The gambling operator has reached a settlement agreement over VIP failings in the Middle East.
UK.- The London-listed operator 888 has announced that it has reached a settlement agreement in Gibraltar under which it will pay £2.9m as a result of compliance failings in the Middle East. The failings led to the resignation of former 888 CEO Itai Panzer earlier this year.
The Gibraltar Gambling Commissioner had identified historic failings in know-your-customer (KYC) requirements on VIP accounts. It also noted overly high thresholds for enhanced due diligence (EDD) intervention and a lack of clarity and consistency in the checks. Other failings included an overreliance on open-source checks to prove sources of funds.
The Gibraltar Gambling Commissioner said: “Gibraltar licensees are expected to factor the learnings from this case into their own risk assessments, systems and controls. 888 continues to be considered a fit and proper entity to hold licences in Gibraltar. 888 has enhanced its policies and procedures in remediating the identified historical deficiencies.
“The Gambling Commissioner and Licensing Authority consider this matter closed and will be making no further comment on this matter.”
888 H1 results
Meanwhile, 888 Holdings is maintaining its full-year guidance following the publication of results for the first half. Revenue rose 165 per cent to £881m due to the incorporation of William Hill in July last year. However, on a pro-forma basis, revenue was down 7 per cent year-on-year.
The drop was due to an 11 per cent decline in online gambling revenue in the UK (£335m). This was put down to compliance and regulatory adjustments. 888’s international unit saw pro-forma revenue fall by 14 per cent to £226m, again due to compliance changes as well as a decline in the Middle East. The incorporation of William Hill’s retail business proved to be the strongest generator of growth with revenue of £27m.
Overall adjusted EBITDA was £155m, more than tripling H1 2022 figures. The company highlighted that it achieved £66m of cash synergies in H1 and aims for £150m by 2024. Costs rose from £118.3m to £294m due to the William Hill acquisition, but on a pro forma basis, costs were down by 3 per cent to £291m. The company reported an interim loss of £33m, which compares to profit after tax of £12m in H1 2022.
888 said that its “proactive actions are driving a significant mix shift in the player base to lower spending groups, providing a more sustainable and profitable base to drive future growth in the UK, as well as putting the group in a strong position ahead of any changes from the White Paper, with various consultations ongoing”.
Executive chair Lord Mendelsohn said: “I am very pleased with the progress we have made in the first half of the year as the group delivered against the plans we committed to at our investor day last year, while also successfully navigating business, market and regulatory volatility.”

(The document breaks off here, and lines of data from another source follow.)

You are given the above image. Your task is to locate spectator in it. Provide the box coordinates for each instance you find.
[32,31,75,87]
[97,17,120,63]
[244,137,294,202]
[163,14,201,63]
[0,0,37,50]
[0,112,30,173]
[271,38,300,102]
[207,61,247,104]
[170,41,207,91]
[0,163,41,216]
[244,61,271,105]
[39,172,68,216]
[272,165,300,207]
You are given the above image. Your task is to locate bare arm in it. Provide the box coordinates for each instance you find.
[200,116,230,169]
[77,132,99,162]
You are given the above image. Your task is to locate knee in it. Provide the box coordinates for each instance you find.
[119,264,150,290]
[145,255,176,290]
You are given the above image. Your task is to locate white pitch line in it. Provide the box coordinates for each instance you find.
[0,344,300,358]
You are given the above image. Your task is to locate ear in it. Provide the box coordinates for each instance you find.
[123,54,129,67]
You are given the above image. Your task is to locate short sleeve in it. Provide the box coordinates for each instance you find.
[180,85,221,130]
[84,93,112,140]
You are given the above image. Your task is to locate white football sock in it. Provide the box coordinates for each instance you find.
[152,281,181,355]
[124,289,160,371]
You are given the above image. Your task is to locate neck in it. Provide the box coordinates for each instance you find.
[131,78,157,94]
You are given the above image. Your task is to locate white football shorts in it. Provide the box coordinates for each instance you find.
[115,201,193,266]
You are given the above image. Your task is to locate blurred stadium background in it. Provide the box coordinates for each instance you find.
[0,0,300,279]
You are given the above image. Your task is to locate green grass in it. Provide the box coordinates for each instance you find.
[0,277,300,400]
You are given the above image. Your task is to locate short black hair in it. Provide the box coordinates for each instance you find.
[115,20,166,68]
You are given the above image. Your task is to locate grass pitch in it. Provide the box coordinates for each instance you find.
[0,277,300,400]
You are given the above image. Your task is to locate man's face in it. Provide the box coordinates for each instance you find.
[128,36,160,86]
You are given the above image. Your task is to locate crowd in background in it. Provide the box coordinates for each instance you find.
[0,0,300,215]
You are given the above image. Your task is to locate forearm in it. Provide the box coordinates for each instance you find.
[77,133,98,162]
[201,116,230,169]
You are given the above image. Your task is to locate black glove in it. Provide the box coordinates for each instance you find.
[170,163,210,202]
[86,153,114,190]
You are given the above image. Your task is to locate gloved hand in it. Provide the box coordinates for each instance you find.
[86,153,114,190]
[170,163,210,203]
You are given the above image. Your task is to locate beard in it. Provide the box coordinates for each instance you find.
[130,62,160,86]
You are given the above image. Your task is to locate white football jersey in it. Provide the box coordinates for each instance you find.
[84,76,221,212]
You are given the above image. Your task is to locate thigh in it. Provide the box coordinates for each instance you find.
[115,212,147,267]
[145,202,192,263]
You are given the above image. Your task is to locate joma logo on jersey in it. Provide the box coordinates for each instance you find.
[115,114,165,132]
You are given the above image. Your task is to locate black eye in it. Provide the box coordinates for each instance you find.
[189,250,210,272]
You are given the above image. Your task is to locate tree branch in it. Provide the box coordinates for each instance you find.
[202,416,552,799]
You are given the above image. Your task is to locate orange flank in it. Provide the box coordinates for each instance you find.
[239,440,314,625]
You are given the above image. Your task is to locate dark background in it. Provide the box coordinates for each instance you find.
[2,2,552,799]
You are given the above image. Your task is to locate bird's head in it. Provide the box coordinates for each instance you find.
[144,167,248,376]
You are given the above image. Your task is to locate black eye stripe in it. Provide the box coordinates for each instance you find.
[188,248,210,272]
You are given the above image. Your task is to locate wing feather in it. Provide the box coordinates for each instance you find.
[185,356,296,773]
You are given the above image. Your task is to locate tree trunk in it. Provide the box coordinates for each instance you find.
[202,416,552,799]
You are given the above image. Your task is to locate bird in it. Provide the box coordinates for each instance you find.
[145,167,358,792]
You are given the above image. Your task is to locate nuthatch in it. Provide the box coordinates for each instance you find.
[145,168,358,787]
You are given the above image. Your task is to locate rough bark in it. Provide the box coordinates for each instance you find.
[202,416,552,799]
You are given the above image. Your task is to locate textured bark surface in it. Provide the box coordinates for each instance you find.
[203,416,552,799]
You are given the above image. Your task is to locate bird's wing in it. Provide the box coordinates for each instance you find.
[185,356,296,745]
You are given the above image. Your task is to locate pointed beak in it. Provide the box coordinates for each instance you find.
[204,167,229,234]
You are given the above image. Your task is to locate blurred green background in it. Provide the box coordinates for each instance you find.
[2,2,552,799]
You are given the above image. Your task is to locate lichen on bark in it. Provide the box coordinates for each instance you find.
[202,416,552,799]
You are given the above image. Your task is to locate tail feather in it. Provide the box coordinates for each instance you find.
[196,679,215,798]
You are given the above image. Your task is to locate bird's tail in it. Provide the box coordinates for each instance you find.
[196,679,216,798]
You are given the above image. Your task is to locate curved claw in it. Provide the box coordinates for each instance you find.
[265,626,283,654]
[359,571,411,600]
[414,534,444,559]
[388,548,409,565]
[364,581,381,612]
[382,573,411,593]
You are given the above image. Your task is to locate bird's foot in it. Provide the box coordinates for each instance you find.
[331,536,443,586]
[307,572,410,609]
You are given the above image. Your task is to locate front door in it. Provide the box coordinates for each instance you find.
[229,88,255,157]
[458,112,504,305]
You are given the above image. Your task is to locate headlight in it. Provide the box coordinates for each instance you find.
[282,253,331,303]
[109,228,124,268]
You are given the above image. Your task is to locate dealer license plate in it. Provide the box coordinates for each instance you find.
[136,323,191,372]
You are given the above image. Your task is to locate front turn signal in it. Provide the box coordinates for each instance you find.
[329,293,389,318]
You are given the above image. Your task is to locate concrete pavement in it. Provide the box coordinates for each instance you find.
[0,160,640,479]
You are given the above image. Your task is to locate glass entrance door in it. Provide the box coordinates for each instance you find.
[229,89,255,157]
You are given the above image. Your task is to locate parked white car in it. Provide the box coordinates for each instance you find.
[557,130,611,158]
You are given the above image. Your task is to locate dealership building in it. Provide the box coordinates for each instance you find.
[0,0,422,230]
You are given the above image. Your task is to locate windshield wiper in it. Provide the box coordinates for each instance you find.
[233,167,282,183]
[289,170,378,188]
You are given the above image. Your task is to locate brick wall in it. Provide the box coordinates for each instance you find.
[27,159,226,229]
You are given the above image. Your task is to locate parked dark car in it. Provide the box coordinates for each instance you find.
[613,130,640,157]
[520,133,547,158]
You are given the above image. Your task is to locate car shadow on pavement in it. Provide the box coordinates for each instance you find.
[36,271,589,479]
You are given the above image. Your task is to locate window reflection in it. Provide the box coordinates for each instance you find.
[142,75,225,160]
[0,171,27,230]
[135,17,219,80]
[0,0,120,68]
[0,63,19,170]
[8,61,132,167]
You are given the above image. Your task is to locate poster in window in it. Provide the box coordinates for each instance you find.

He added: “We made very strong progress with the execution of our integration plan and we now expect to realise the full £150m of synergies in 2024, a year earlier than the original plan. Our strong cash discipline and higher profits also enabled a 0.5x reduction in our leverage.
“We have successfully delivered against our focused market strategy, changing the mix of our revenue and creating a more profitable and sustainable platform for future growth.”
New 888 CEO
888 has recently named Per Widerström as group CEO, effective from October 16. The company has been without a permanent CEO since Pazner’s departure. Widerström has worked in several senior roles, including as CEO of Central and Eastern Europe-focused Fortuna Entertainment Group from 2014 to 2022.
Mendelsohn said: “I was thrilled to be able to announce the appointment of Per Widerström as our next CEO. Over the coming weeks, I will be working closely with Per to ensure a smooth handover and I am highly confident in his ability to lead the team to realise the full potential of this business.
“The strategic progress made during the year to date has created a fundamentally stronger business with higher profit margins and we remain on track to deliver against expectations for the full year.”